What parameters should work? Currently I use:
3000 iterations
epsilon = 0.1
lambda = 0.9


[Edited by - QmQ on February 26, 2008 11:36:31 AM]

Quote:

Original post by QmQ Your objective is to minimize E=delta^2... OK. But did I get delta OK? Am I calculating it correctly?

Yes, delta is the difference between your output and the desired value.

Quote:

...so you compute the partial derivative of that quantity with respect to each weight. This turns out to be not too hard to compute. You should probably give it a try yourself. The formula for the weights of the output neurons are easy to compute, and the ones of previous layers are not terribly difficult either. I'm sorry but I don't quite get this. Could you maybe explain a bit more? Or (if that's not too much trouble) using some equations/examples. I have no trouble with derivatives as long as I know what to derive and at the moment I don't...

Well, it's what I said before. You need to find the derivative of E with respect to each weight. Give it a little more thought, and I'll tell you the answer if you still can't figure it out. Some of those texts you've been reading probably contain this as well.

Quote:

Once you have those partial derivatives, you update all the weights using: weight_i = weight_i - epsilon * partial_derivative_i This is clear. Why '-' though? Or maybe it's not important?

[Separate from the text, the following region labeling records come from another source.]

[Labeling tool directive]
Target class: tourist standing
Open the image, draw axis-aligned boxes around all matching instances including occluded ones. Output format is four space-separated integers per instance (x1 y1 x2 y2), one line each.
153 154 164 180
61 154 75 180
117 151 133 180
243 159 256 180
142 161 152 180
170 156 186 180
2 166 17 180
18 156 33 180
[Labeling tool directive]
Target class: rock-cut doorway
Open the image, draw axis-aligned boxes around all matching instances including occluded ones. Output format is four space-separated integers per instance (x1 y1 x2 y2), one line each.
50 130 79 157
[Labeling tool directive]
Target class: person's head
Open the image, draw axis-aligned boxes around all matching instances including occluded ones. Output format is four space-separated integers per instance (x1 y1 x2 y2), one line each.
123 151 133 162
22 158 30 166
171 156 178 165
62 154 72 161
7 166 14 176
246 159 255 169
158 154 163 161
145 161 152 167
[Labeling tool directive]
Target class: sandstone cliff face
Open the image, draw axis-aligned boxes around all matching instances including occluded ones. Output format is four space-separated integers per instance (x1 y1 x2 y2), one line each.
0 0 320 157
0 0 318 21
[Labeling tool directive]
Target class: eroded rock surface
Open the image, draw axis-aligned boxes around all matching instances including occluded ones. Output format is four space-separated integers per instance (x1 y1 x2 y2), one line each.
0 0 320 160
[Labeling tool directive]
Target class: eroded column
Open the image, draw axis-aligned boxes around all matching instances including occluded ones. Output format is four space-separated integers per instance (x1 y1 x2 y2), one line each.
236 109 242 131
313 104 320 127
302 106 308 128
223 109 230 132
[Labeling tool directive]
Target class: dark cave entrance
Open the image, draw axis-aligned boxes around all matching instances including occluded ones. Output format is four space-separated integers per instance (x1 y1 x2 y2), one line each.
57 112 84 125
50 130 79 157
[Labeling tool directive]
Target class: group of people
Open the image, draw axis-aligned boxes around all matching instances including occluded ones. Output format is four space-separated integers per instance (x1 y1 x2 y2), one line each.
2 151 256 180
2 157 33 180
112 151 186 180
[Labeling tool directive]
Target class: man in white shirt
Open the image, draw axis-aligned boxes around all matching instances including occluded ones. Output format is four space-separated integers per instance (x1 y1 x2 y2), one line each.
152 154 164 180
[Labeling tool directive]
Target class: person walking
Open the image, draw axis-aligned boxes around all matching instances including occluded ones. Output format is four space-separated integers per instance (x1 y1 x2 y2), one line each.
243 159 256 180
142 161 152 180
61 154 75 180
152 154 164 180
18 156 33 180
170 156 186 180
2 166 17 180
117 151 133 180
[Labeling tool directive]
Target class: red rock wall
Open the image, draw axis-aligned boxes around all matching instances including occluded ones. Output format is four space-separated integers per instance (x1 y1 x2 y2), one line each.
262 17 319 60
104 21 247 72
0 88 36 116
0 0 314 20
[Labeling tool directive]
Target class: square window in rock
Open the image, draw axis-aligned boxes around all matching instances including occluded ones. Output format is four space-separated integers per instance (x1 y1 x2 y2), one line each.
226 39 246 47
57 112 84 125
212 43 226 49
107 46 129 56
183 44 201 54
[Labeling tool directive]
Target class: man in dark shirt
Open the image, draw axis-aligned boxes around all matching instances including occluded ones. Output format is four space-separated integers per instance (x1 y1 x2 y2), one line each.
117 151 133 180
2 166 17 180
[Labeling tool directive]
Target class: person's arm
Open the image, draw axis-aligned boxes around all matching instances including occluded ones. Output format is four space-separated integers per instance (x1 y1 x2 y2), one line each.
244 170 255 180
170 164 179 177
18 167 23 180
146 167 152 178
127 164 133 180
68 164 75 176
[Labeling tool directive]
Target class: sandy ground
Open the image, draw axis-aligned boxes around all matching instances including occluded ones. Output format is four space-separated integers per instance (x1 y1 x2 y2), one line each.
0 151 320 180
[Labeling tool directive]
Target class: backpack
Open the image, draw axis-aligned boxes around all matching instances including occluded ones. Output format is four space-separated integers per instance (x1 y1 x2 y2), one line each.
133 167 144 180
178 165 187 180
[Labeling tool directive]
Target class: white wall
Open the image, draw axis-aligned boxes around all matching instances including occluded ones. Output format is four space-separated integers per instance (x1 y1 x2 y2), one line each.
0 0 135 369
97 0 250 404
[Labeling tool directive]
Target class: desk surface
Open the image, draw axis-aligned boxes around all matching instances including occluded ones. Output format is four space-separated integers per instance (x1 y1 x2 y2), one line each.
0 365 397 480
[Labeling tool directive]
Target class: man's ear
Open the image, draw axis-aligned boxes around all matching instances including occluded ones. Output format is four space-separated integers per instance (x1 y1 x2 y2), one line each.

It's `-' because you are trying to find the minimum of E (see Wikipedia on gradient descent).

Quote:

What parameters should work? Currently I use: 3000 iterations epsilon = 0.1 lambda = 0.9

I would start with lambda=0.0, since the network should work without any momentum. The right value for epsilon depends on your data and the configuration of your ANN, in ways that are too hard to predict. Just try a few values in a large range (say, from 0.0001 to 1.0 in powers of 10). If nothing works, your formulas are probably wrong.


NOTE: I forgot to mention it earlier, but the function that you really want to minimize is the sum of the square of delta over your entire data set. In each step you use the square of delta in the current training case as an approximation to the function you want to minimize. Momentum basically mixes in the gradient from previous cases, which makes the approximation a little bit better. You could also just compute the gradient over the entire sample set and only change the coefficients once you have read them all in, but for some reason this is not what people usually do with multilayer perceptrons.

Wikipedia has an article on this subject, but it's not particularly well written.